Jogadores argentinos exibem faixa sobre Malvinas e reacendem disputa com o Reino Unido

A comemoração da vitória da Argentina sobre a Inglaterra por 2 a 1, na semifinal da Copa do Mundo, resultou em novo capítulo da histórica disputa pelas Ilhas Malvinas. Na noite de quarta-feira (15), atletas da seleção ergueram uma faixa improvisada com a frase “As Malvinas são argentinas”.

Pelas regras da Federação Internacional de Futebol (Fifa), manifestações políticas em campo podem gerar sanções. O Comitê Disciplinar Independente da entidade já analisa os relatórios da partida para definir se haverá punição. Em 2014, a Associação do Futebol Argentino (AFA) foi multada em US$ 33 mil por gesto semelhante antes de um amistoso contra a Eslovênia.

Fora dos gramados, porém, o ato reavivou o debate sobre a soberania do arquipélago administrado pelo Reino Unido e reivindicado pela Argentina. No domingo (19), a equipe sul–americana tentará o quarto título mundial diante da Espanha, enquanto a questão territorial volta ao centro das atenções internacionais.

Reações na Argentina

A diplomata e ex-embaixadora em Londres, Alicia Castro, avaliou o gesto como “feito compartilhado por todo o povo argentino”. Para ela, a demonstração de apoio à reivindicação nacional se soma a outros episódios, como o do técnico egípcio Hossam Hassan, que levantou bandeira da Palestina sem sofrer sanções da Fifa.

Torcedores e clubes argentinos costumam entoar cantos alusivos às Malvinas, lembra o cientista político Leandro Gabiati, diretor da Dominium Consultoria. Segundo ele, a causa une o país “acima de qualquer divergência ideológica”.

O ex-secretário das Malvinas do governo Alberto Fernández, embaixador Guillermo Carmona, classificou a exibição da faixa como ato de “soft power” capaz de pressionar Londres a retomar negociações. Em entrevista, disse que o Reino Unido mantém “gestão anacrônica” sobre as ilhas.

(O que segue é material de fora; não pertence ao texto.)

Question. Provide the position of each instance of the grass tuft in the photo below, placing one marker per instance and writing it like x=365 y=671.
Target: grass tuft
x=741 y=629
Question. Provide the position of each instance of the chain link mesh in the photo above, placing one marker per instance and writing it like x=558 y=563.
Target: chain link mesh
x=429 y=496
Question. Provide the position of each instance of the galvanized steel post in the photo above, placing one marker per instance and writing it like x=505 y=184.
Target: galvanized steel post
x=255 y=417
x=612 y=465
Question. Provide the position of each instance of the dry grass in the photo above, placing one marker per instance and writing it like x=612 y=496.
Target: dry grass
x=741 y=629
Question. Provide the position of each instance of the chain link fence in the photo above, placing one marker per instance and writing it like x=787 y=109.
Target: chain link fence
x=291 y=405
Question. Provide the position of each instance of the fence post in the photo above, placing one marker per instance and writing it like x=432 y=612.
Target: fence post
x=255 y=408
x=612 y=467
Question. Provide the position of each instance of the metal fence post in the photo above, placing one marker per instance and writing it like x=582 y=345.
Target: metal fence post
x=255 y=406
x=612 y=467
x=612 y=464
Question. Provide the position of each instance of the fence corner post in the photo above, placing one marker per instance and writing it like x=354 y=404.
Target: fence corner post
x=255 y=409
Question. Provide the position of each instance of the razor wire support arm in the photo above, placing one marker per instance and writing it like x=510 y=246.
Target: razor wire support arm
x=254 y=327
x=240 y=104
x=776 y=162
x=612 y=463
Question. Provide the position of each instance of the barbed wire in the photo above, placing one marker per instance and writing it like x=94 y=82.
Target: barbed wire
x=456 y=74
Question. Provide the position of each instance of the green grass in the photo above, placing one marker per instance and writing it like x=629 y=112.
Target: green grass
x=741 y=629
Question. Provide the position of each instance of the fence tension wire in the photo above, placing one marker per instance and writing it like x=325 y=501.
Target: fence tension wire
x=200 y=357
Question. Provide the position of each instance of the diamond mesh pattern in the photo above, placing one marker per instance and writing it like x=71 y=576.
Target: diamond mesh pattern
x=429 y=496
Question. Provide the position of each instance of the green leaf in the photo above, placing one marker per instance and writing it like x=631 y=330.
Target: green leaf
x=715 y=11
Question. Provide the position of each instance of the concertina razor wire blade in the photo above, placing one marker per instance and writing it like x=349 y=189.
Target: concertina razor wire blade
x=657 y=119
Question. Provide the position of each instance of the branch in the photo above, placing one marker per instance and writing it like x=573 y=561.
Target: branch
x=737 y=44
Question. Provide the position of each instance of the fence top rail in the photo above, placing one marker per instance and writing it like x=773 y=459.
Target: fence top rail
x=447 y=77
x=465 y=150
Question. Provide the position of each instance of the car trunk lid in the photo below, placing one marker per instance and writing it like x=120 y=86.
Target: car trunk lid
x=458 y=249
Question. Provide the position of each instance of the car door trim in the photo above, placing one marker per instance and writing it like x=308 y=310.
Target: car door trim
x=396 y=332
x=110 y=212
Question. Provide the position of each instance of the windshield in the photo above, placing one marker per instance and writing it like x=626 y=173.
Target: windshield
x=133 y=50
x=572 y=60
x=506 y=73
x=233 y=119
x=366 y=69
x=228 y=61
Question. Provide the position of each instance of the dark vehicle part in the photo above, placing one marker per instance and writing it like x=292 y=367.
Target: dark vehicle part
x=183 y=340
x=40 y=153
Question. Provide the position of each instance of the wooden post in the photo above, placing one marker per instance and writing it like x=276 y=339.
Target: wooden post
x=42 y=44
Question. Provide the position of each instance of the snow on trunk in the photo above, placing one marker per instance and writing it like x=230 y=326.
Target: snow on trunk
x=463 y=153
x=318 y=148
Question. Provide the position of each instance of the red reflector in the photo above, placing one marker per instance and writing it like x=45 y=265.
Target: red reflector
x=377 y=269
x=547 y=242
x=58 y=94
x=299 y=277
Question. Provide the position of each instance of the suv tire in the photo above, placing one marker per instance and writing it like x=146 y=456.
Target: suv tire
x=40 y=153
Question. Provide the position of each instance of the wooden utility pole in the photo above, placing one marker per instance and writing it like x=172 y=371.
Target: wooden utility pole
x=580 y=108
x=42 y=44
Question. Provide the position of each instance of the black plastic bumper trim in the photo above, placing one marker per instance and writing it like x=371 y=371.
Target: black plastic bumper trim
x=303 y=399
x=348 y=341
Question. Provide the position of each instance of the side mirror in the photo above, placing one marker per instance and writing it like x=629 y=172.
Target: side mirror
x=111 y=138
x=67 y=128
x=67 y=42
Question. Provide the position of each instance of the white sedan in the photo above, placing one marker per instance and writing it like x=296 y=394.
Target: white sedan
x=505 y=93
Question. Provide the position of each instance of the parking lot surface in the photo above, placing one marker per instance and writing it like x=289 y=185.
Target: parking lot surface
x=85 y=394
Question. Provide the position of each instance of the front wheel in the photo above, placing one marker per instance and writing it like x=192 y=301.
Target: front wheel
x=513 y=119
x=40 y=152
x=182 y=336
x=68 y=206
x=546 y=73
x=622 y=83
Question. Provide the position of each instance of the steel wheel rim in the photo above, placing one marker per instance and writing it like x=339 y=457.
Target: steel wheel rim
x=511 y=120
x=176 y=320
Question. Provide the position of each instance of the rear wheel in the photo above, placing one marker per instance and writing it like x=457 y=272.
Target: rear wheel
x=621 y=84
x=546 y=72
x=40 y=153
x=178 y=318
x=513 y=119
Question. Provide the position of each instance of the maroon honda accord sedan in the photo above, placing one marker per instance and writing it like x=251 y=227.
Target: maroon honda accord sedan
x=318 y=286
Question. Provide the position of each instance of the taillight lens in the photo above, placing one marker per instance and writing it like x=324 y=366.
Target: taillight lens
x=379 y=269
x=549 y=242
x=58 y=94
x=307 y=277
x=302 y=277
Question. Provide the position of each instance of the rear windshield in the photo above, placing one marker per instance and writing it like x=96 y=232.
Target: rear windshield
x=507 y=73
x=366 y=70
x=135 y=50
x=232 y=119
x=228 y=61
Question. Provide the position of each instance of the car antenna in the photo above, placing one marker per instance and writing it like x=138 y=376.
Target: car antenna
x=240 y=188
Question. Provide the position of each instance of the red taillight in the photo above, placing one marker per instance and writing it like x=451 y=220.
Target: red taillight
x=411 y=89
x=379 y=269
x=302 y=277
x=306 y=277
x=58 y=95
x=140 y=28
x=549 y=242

O presidente Javier Milei também saiu em defesa dos atletas. À Rádio El Observador, afirmou compreender o sentimento dos jogadores e prometeu insistir na recuperação do território “apenas por vias diplomáticas”.

Incômodo britânico

No jornal britânico The Guardian, o colunista Simon Jenkins sugeriu que Londres reabra o diálogo com Buenos Aires. Ele questionou o custo de mais de 60 milhões de libras por ano aos contribuintes para manter o domínio sobre o arquipélago.

Conflito histórico

As Ilhas Malvinas – ou Falklands, para os britânicos – ficam a cerca de 500 quilômetros da costa argentina. A disputa remonta ao século XIX e culminou na guerra de 74 dias, em 1982, que deixou centenas de mortos, a maioria soldados argentinos. Desde então, o tema reaparece em eventos esportivos e políticos.

Em junho de 2026, o Comitê de Descolonização da ONU reiterou a necessidade de solução pacífica e negociada para o impasse. Buenos Aires rejeita a soberania britânica, que trata o território como ultramarino estratégico e potencialmente rico em petróleo.

A Fifa informou que só se pronunciará após a conclusão da análise disciplinar. Até lá, a faixa exibida no estádio segue impulsionando a antiga disputa entre Argentina e Reino Unido, agora às vésperas da decisão da Copa.